Getting to userspace - and back !
Before now, SnowflakeOS ran entirely in kernel mode, or ring 0
. Now, the time has come for it to move on to better places, those of userland, also called ring 3
.
The transition to having processes roam free in ring 3
was mostly made in the series of commits from here to there, and I encourage readers[1] to check them out.
What’s a process, anyway?
Well, as of right now, a process is described by the following structure:
typedef struct _proc_t {
struct _proc_t* next;
uint32_t pid;
// Length of program memory in number of pages
uint32_t stack_len;
uint32_t code_len;
uintptr_t directory;
uintptr_t kernel_stack;
registers_t registers;
} process_t;
I’ll explain. A process consists of executable code, a stack, and an execution
context. And another stack for execution in the kernel, I’ll get back to it.
The executable code along with the stack is stored in physical memory somewhere,
of course, but it needs to be mapped through paging to be accessible (if only to
write the code to the physical page!), so what we store is a page directory. It
maps addresses 0x00000000+
to the pages containing our code, and addresses
below our kernel to our stack pages. It also maps the kernel exactly as the
initial kernel page directory did; it’s a copy. Notice that once the code is
copied to physical memory, the page directory suffices to reference it; physical
memory never moves. We only keep track of the size occupied by the code and stack,
though I haven’t made these things dynamic yet, both are 4 MiB pages.
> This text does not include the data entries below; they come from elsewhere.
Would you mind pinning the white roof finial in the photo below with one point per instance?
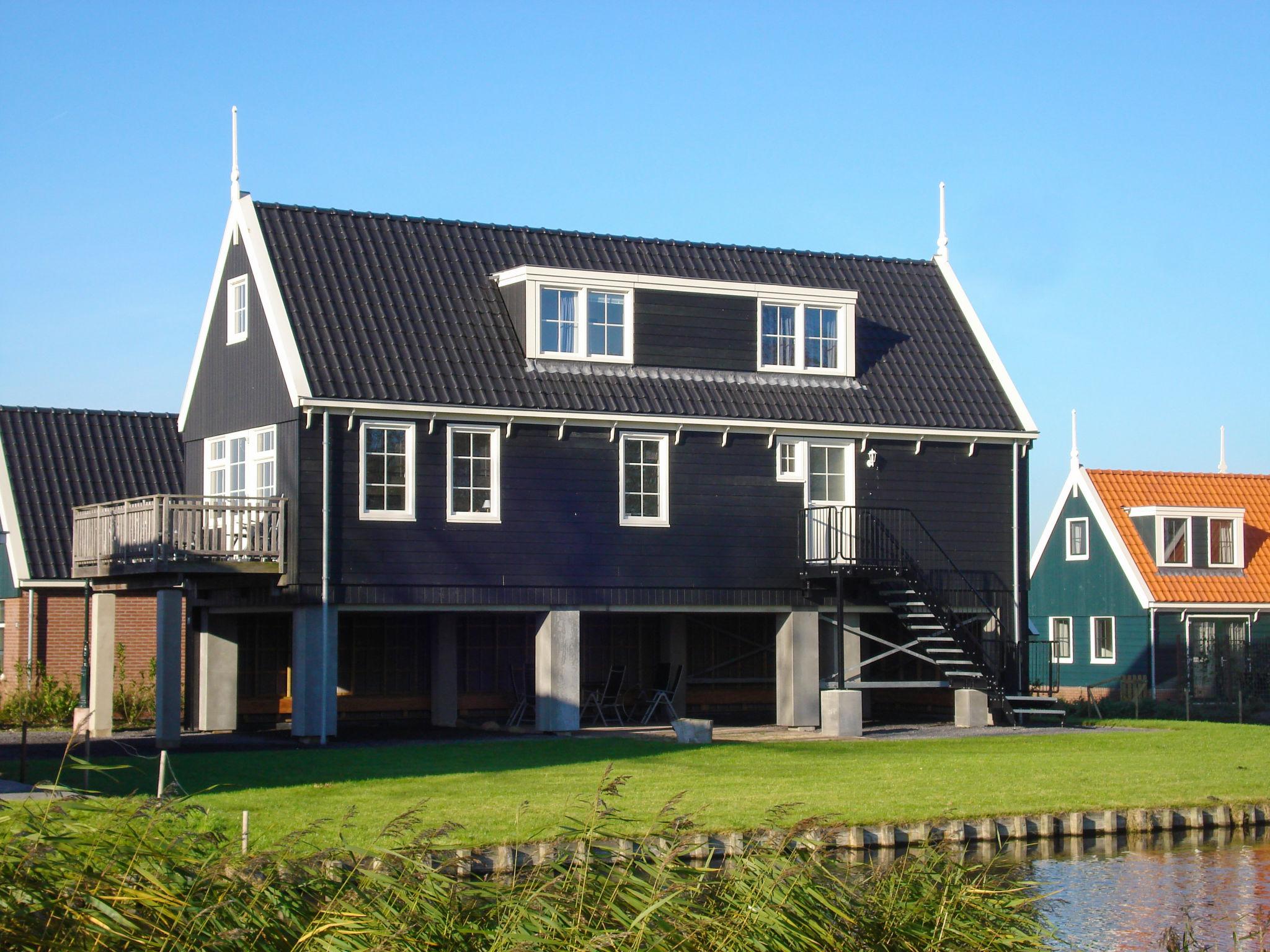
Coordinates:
(234, 188)
(1076, 452)
(941, 245)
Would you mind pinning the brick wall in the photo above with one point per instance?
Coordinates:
(59, 632)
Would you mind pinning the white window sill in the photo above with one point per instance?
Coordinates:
(386, 517)
(474, 517)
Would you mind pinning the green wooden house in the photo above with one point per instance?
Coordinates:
(1156, 580)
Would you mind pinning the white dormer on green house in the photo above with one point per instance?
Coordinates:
(1160, 575)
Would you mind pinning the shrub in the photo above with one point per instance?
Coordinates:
(135, 697)
(38, 700)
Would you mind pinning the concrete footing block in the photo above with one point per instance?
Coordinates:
(970, 708)
(842, 714)
(693, 730)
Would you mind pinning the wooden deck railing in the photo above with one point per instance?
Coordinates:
(134, 535)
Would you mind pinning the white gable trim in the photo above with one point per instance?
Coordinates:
(981, 335)
(1080, 482)
(246, 226)
(18, 566)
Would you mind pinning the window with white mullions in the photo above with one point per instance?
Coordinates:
(386, 470)
(238, 310)
(822, 337)
(644, 490)
(779, 334)
(606, 324)
(558, 320)
(1221, 542)
(1176, 540)
(1061, 639)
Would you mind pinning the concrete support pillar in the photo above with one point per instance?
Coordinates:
(213, 679)
(100, 676)
(970, 708)
(168, 616)
(313, 697)
(841, 714)
(557, 671)
(853, 654)
(675, 653)
(798, 671)
(445, 672)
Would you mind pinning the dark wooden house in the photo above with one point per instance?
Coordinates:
(430, 462)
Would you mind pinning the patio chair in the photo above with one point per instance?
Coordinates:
(610, 697)
(665, 697)
(525, 703)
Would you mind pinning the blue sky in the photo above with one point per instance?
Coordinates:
(1106, 168)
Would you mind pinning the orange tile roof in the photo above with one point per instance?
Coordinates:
(1251, 493)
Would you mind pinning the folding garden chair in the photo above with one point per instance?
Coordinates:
(610, 697)
(665, 697)
(525, 701)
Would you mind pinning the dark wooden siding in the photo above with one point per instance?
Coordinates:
(966, 501)
(513, 298)
(239, 386)
(732, 524)
(696, 332)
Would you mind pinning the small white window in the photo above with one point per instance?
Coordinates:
(790, 455)
(644, 479)
(1103, 640)
(1222, 550)
(1175, 540)
(242, 465)
(1061, 639)
(1077, 540)
(473, 474)
(236, 316)
(600, 333)
(386, 470)
(802, 338)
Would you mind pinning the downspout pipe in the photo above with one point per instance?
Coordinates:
(31, 637)
(326, 569)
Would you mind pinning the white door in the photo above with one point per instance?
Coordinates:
(830, 495)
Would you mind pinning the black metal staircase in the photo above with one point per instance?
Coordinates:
(966, 632)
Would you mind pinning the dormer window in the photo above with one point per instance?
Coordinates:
(798, 337)
(1180, 536)
(1221, 544)
(236, 314)
(1176, 540)
(606, 335)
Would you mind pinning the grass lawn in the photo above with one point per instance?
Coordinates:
(510, 790)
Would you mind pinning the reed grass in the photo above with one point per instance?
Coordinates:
(131, 874)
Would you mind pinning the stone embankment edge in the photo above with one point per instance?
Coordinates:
(882, 837)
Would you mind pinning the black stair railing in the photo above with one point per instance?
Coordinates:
(894, 541)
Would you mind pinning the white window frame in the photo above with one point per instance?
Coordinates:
(213, 465)
(799, 364)
(1237, 549)
(1094, 644)
(495, 474)
(1071, 557)
(664, 484)
(380, 514)
(1071, 638)
(799, 472)
(535, 277)
(234, 337)
(1160, 541)
(534, 320)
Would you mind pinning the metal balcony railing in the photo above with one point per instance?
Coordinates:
(153, 532)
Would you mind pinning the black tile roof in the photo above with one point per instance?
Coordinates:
(393, 307)
(63, 459)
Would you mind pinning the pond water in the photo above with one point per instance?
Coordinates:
(1117, 894)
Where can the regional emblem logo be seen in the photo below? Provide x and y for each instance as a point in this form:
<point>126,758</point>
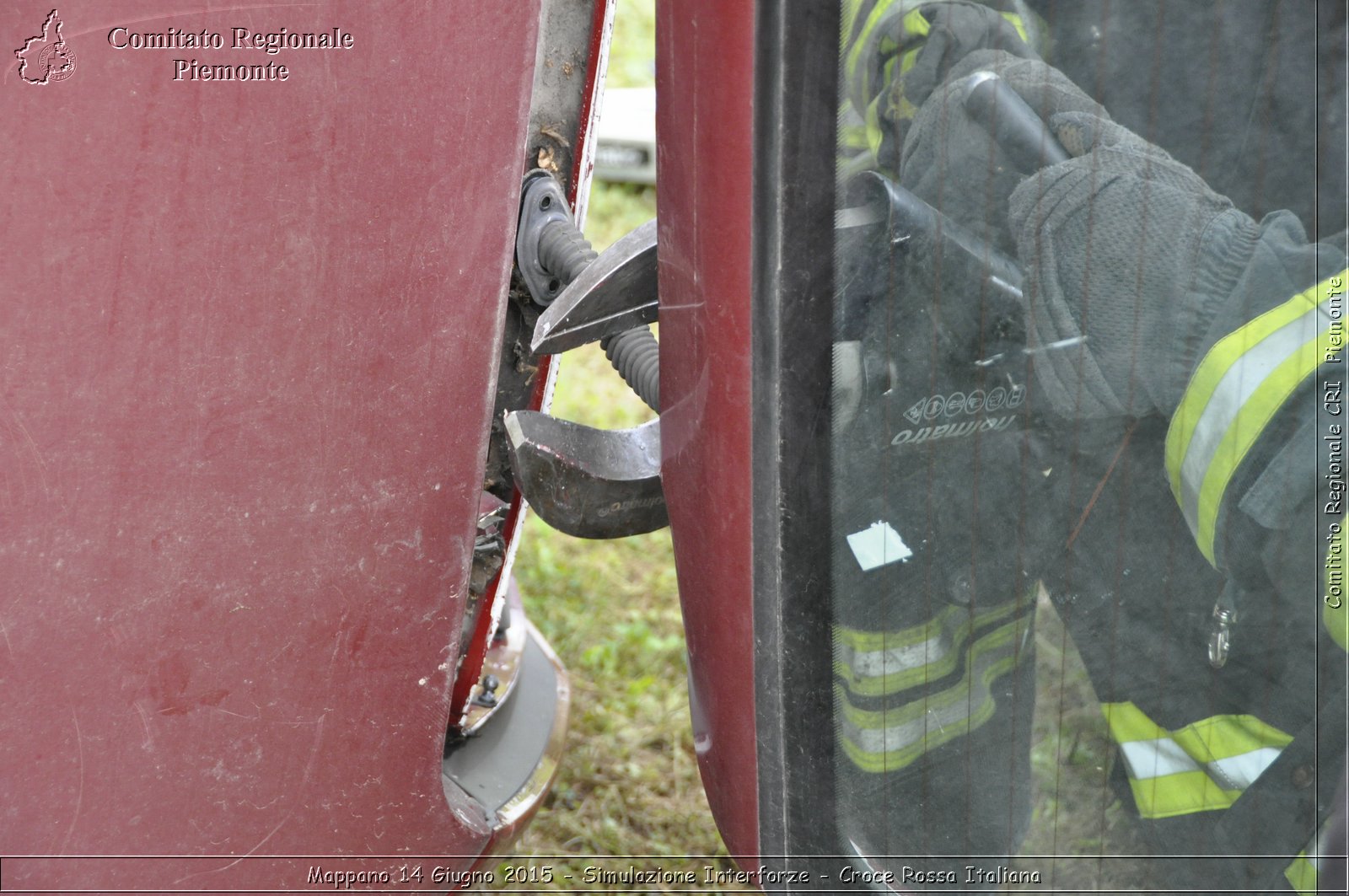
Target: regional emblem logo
<point>46,57</point>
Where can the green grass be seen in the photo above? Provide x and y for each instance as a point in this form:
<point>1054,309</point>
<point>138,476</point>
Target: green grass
<point>629,781</point>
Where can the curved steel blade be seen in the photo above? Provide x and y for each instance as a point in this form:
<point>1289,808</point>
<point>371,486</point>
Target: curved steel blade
<point>590,483</point>
<point>615,293</point>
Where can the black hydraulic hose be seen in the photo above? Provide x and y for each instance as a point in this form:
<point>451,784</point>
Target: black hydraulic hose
<point>564,253</point>
<point>636,357</point>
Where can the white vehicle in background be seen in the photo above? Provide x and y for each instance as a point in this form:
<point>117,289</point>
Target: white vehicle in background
<point>626,137</point>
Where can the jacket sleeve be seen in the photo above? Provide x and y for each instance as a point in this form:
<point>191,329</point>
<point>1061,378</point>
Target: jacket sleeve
<point>1255,447</point>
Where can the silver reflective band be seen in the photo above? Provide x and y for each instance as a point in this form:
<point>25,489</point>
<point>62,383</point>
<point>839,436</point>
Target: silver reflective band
<point>1164,756</point>
<point>1238,385</point>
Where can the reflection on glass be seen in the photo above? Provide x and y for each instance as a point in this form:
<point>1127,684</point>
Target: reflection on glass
<point>1043,656</point>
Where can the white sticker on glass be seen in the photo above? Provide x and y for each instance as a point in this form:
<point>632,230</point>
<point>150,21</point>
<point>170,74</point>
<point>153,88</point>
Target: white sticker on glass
<point>877,545</point>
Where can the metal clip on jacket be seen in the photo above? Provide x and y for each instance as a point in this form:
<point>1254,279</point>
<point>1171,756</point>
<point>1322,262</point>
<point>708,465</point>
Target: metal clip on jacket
<point>1224,619</point>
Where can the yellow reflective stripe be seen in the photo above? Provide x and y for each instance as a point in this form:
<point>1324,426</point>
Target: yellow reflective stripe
<point>879,13</point>
<point>1243,435</point>
<point>1182,794</point>
<point>1234,392</point>
<point>901,664</point>
<point>915,24</point>
<point>1020,26</point>
<point>887,740</point>
<point>1202,767</point>
<point>1333,612</point>
<point>863,640</point>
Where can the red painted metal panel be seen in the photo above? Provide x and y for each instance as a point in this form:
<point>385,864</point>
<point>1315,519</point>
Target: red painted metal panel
<point>705,92</point>
<point>246,352</point>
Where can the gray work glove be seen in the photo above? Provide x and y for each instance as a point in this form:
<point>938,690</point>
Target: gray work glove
<point>1128,255</point>
<point>953,164</point>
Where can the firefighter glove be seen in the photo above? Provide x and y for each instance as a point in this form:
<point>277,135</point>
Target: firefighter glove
<point>1128,258</point>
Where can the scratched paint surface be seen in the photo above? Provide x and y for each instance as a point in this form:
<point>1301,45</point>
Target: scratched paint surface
<point>246,339</point>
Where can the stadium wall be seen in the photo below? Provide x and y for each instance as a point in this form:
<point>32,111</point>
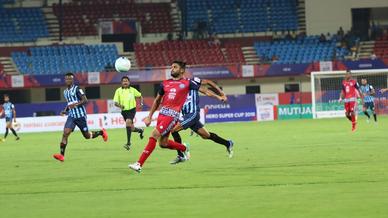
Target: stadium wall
<point>329,15</point>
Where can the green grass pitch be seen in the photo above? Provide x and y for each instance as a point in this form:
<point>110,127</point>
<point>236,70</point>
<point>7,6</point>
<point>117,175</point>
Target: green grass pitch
<point>300,168</point>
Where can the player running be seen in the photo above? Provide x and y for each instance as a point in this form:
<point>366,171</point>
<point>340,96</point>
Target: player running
<point>75,109</point>
<point>10,114</point>
<point>125,99</point>
<point>368,92</point>
<point>171,96</point>
<point>349,94</point>
<point>191,118</point>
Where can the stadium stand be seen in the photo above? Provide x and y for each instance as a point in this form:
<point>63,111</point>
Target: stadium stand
<point>230,16</point>
<point>302,50</point>
<point>65,58</point>
<point>194,52</point>
<point>81,17</point>
<point>381,47</point>
<point>22,24</point>
<point>1,69</point>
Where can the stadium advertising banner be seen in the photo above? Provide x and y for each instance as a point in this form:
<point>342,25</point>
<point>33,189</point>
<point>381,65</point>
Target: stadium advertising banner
<point>95,121</point>
<point>238,108</point>
<point>265,106</point>
<point>333,110</point>
<point>295,111</point>
<point>266,99</point>
<point>265,113</point>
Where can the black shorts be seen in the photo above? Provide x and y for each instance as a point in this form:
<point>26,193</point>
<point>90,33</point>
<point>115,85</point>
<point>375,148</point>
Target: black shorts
<point>369,105</point>
<point>191,121</point>
<point>129,114</point>
<point>81,122</point>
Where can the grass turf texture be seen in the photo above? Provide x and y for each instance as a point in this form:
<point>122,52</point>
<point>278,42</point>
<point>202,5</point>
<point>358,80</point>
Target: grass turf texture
<point>300,168</point>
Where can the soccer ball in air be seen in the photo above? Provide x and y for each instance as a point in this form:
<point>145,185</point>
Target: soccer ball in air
<point>122,64</point>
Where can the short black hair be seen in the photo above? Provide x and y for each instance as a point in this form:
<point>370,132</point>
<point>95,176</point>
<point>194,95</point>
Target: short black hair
<point>125,77</point>
<point>180,63</point>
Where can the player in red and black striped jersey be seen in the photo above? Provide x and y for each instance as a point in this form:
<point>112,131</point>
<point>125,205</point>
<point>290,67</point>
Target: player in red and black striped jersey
<point>349,94</point>
<point>171,96</point>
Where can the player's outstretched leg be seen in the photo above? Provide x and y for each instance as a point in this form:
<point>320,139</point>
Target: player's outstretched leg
<point>14,133</point>
<point>6,133</point>
<point>180,155</point>
<point>367,115</point>
<point>150,147</point>
<point>217,139</point>
<point>63,144</point>
<point>354,121</point>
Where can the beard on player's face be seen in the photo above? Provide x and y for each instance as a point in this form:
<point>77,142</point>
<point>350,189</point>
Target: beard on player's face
<point>69,81</point>
<point>175,74</point>
<point>125,84</point>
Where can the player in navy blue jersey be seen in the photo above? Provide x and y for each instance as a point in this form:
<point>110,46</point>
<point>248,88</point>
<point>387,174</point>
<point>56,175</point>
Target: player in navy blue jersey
<point>368,92</point>
<point>10,115</point>
<point>76,115</point>
<point>191,118</point>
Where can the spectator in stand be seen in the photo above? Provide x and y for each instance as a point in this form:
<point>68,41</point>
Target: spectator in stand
<point>288,36</point>
<point>322,38</point>
<point>214,40</point>
<point>170,37</point>
<point>340,33</point>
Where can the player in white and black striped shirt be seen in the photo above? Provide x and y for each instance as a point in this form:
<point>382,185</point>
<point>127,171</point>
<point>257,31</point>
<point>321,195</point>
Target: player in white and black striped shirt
<point>75,109</point>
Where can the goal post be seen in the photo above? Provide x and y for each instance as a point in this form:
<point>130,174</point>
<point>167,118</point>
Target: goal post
<point>326,88</point>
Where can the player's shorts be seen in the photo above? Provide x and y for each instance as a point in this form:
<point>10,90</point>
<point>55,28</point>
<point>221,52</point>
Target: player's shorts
<point>165,124</point>
<point>191,121</point>
<point>129,114</point>
<point>369,105</point>
<point>349,106</point>
<point>81,122</point>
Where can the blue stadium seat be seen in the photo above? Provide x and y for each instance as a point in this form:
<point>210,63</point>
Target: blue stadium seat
<point>230,16</point>
<point>22,24</point>
<point>67,58</point>
<point>305,50</point>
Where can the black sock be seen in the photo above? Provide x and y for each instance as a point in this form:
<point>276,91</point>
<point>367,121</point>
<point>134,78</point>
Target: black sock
<point>96,134</point>
<point>137,130</point>
<point>6,133</point>
<point>14,132</point>
<point>129,132</point>
<point>177,138</point>
<point>63,148</point>
<point>215,138</point>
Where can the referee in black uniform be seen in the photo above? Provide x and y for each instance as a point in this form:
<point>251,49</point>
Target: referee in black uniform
<point>125,98</point>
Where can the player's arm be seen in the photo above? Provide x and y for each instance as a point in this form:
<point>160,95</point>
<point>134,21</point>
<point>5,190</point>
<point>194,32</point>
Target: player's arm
<point>14,113</point>
<point>139,96</point>
<point>65,110</point>
<point>342,95</point>
<point>141,100</point>
<point>383,90</point>
<point>154,107</point>
<point>210,93</point>
<point>213,85</point>
<point>82,102</point>
<point>372,91</point>
<point>116,99</point>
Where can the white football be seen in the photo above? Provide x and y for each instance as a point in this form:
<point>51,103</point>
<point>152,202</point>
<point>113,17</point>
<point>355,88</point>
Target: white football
<point>122,64</point>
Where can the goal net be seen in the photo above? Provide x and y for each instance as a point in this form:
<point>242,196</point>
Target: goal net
<point>326,88</point>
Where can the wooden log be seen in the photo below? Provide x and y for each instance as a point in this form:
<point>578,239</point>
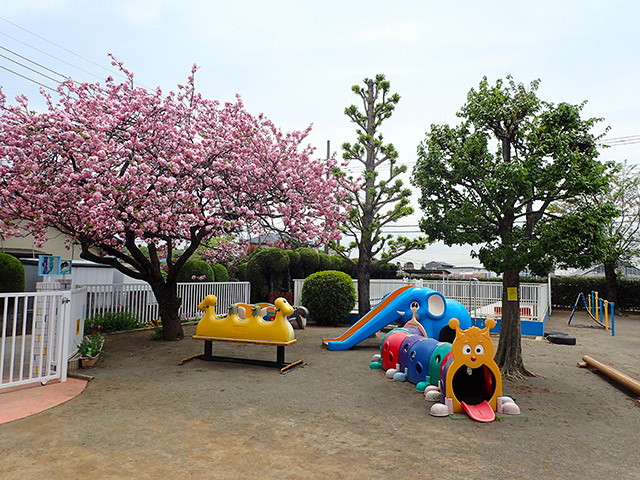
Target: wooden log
<point>623,379</point>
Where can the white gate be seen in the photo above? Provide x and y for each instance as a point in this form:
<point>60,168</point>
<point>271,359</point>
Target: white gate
<point>36,334</point>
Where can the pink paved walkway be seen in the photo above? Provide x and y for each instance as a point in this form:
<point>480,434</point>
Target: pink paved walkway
<point>27,401</point>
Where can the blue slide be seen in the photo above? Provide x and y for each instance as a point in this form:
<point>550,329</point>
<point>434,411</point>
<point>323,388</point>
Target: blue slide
<point>433,312</point>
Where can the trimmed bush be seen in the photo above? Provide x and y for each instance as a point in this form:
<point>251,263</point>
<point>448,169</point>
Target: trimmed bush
<point>196,271</point>
<point>242,272</point>
<point>11,274</point>
<point>330,296</point>
<point>308,262</point>
<point>220,272</point>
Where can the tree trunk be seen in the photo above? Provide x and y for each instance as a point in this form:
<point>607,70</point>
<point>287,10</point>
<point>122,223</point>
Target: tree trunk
<point>364,300</point>
<point>509,353</point>
<point>168,306</point>
<point>611,282</point>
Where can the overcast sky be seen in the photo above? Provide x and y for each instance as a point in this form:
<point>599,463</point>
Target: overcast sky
<point>295,61</point>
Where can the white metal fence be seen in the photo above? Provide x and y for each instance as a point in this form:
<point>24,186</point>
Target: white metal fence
<point>481,299</point>
<point>36,335</point>
<point>138,298</point>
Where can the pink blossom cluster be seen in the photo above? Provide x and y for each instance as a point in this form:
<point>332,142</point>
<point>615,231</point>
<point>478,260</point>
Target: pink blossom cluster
<point>110,164</point>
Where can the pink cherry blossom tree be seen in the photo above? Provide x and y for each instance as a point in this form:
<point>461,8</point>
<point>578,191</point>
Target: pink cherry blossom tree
<point>116,168</point>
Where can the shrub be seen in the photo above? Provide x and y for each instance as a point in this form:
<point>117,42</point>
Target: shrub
<point>329,296</point>
<point>11,274</point>
<point>308,262</point>
<point>112,322</point>
<point>242,272</point>
<point>196,271</point>
<point>220,272</point>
The execution context consists of basically one thing: the process’s registers, to
the surprise of no one who’s written assembly before. Indeed, registers do not
only include working registers like eax
et al, there’s also eip
storing the
address of the next instruction to be executed, esp
storing the stack pointer,
eflags
… The page directory can be considered context too, as it
may hold dynamically allocated memory (not yet implemented).
Let’s switch to it
With that said, starting a process in usermode is simply a matter of switching to
a correctly setup page directory, and pointing eip
and esp
to the right place!
And resuming an interrupted process is the same, but restoring registers beforehand.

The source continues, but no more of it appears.